Techniques for Selection

Analysis steps
Analysis steps

As we have seen before, this figure shows the stages of a typical approach to a post-hoc study of FLOSS, like a digital archaeologist. The figure shows a series of stages, each of which includes some number of steps, and yields some outcomes. Each outcome may or may not feed into the following stage. In this post, I will discuss the selection stage. Remember that this is the method I have preferred so far, and is the method that a number of my peers have used, in whole or in part. It is not the method.

Selection

The point of selection is to choose the metrics that are going to be used to measure the attributes you are interested in, and also to compose a list of projects to study. On selecting metrics, I cannot be especially general. They are very closely tied to the goals of your study and a way needs to be found to come up with an effective way of measuring your success at achieving those goals. My personal preference is the “Goal-Question-Metric” (GQM) Approach. You can read about it elsewhere, but what attracts me to the GQM Approach is that it is a software engineering specific method that helps you come up with the right measures by forming questions needed to achieve the goals you have set. These questions can also “suggest” the hypotheses needed in your study. It is not perfect, but “Goal-Question-Metric” is a useful parallel to “Research Question-Hypotheses-Measures”. I do think it important to do metric selection first; the reason will be apparent in what I shall say next.
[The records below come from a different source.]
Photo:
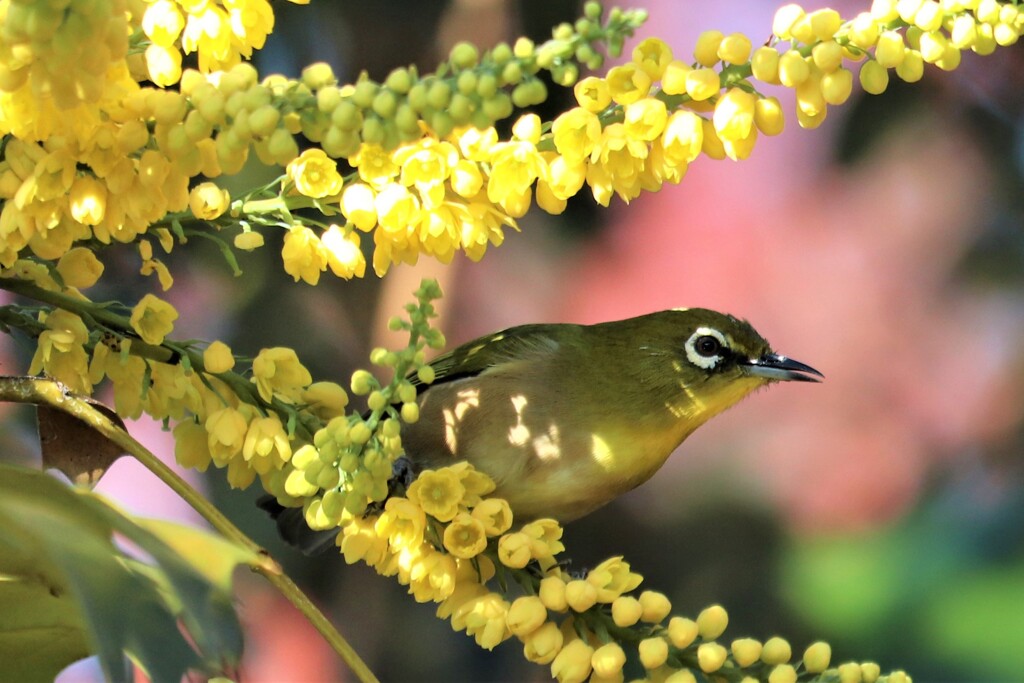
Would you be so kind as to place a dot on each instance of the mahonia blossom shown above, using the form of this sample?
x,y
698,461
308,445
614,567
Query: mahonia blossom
x,y
104,132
Additionally, you will probably want to set some parameters for the investigation, usually to ensure your investigation remains valid. For example, if you looking into some aspect of, say, forum activity then it probably makes no sense to include projects for which no forum activity exists. (At the same time, you should report what proportion of your initial sample is disqualified.) This may impact the pool of projects you can choose from by eliminating some potentials, but it should not impact the metrics you choose — the investigation should be guided by what you want to measure, not how easy something is to measure. Sometimes this is made quite simple for you. For instance, FLOSSMole is a service that provides you with meta-data about individual FLOSS projects in nicely-formatted lists. If you wish to prune such a list then it is easy to write a software tool to do it quickly for you, leaving only the “valid” candidates. Ask nicely and you could borrow mine.

So-called “filters” I have found myself testing for in past work have included:

  • Programming language
  • Version control system used
  • Product size
  • Development status

These factors can impact the validity of the study (e.g. can different programming languages be compared fairly), or be technical considerations (e.g. do I have tools that can analyse these programming languages). Both need careful thought.
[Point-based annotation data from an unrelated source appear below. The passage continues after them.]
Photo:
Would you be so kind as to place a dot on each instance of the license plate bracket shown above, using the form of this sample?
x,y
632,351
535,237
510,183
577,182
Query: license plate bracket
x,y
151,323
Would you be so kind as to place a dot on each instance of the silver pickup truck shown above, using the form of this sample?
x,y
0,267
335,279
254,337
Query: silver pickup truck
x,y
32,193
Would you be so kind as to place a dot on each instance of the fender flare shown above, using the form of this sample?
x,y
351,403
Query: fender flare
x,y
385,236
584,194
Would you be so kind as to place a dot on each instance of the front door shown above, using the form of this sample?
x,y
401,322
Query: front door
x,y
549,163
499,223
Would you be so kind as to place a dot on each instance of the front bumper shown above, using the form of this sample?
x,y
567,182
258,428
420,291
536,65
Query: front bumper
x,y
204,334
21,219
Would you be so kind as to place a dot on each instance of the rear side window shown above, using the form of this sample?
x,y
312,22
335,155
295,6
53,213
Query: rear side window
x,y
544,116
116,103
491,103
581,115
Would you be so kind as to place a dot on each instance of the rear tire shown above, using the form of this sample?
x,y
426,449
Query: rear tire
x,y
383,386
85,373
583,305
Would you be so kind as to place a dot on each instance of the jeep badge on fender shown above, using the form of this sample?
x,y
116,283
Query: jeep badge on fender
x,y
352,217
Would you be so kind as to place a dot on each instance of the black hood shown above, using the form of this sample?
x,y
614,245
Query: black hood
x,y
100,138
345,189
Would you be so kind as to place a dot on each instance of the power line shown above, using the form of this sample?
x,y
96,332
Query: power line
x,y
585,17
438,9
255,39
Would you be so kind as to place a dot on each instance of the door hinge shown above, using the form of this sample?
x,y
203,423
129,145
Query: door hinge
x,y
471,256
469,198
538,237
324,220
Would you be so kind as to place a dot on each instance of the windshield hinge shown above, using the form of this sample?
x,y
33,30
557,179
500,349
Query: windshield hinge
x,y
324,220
Further considerations include your selection method, i.e. how are you choosing the projects to study? If you are examining a very small number of projects, be sure your choice has some careful thought behind it. Generalizing from simply analysing one or a couple of projects can be tricky; a more focused comparative analysis, such as the work by Schach et al comparing four different Unix-like operating system kernels is probably more productive at that level. If you seek to generalize FLOSS as a phenomenon from your analysis, some different works have now been carried out (including my own) that do so by analysing large samples of projects. In this case I think the consensus is that random selection of a filtered population of projects is the best approach.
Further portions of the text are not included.